Sanremo (IM) – C’è chi a Sanremo è arrivato in treno, chi in aereo, chi sfrecciando in autostrada e chi in elisoccorso autorizzato dal Viminale. E poi c’è Daniele Pugliese, tra i fondatori di Casa Surace, per tutti il “Temerario”, che ha scelto di trasformare il viaggio verso il Festival della Canzone italiana in una vera e propria impresa. Partito da Sala Consilina (SA) con destinazione il Festival di Sanremo, ma con tre regole ben precise: niente autostrada, niente hotel e un solo mezzo a disposizione. La mitica Fiat 127, auto “ufficiale” della factory comica che ha fatto del Sud e delle sue tradizioni un marchio di fabbrica.

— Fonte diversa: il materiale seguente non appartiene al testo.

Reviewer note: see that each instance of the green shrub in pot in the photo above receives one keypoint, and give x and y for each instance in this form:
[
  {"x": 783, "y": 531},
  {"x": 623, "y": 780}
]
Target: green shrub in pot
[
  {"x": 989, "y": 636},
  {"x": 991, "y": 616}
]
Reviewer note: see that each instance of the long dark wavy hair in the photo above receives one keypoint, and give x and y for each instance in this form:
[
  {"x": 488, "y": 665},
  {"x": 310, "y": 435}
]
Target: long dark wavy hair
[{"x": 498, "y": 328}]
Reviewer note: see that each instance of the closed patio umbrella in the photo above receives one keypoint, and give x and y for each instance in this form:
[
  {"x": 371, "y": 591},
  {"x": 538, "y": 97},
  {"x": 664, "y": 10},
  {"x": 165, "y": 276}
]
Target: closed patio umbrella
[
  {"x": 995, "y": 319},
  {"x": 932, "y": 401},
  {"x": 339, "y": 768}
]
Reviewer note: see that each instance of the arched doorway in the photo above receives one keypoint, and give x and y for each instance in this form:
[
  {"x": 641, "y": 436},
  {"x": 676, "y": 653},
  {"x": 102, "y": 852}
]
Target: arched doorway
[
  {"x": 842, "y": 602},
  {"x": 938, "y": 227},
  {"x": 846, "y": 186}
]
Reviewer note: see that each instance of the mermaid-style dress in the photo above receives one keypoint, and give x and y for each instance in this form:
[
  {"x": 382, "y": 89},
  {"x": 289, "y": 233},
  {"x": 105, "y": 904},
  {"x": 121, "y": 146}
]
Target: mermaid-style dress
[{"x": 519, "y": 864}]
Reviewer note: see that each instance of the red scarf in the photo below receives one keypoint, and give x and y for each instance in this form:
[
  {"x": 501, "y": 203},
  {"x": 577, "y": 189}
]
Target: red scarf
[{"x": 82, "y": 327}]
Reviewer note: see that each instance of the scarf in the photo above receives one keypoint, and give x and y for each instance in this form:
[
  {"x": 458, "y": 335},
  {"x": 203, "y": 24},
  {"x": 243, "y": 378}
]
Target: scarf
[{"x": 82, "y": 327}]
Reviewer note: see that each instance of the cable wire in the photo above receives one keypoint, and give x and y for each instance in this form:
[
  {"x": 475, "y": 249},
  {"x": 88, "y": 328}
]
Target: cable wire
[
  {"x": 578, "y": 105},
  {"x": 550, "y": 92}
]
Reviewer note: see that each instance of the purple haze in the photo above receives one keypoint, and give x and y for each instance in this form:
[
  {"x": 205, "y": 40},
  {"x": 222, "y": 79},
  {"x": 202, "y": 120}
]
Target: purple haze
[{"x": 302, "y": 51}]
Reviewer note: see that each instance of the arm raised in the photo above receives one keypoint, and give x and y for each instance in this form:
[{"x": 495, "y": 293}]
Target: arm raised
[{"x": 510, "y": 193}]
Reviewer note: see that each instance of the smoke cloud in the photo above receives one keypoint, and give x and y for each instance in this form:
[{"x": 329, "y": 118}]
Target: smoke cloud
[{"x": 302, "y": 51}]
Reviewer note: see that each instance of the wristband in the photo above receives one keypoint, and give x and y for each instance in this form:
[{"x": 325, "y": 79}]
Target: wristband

Un viaggio on the road vecchio stile, fatto di strade provinciali, soste improvvisate e spirito di adattamento. A Sanremo la 127 è arrivata, non si sa al momento se rientra al Sud sulle sue quattro ruote.
In collaborazione con Trattoria da Nennella, è nato nel cuore della città un locale è diventato punto di ritrovo per parenti, cantanti, talent e curiosi.
Un bar in pieno stile Sud, dove mangiare, cantare e seguire il Festival da vicino, trasformando l’atmosfera patinata dell’Ariston in una festa popolare fatta di tavoli condivisi, piatti della tradizione e ironia contagiosa. La contagiosità e l’empatia di Daniele hanno fatto sì che il baretto sia ospitale, caloroso e accogliente arricchito di salumi, pane, birra, vino, mozzarelle, pasta e patate e tanti abbracci e sorrisi.
Il pacco da giù è a Sanremo ed è pieno di bontà enogastronomiche e socialità.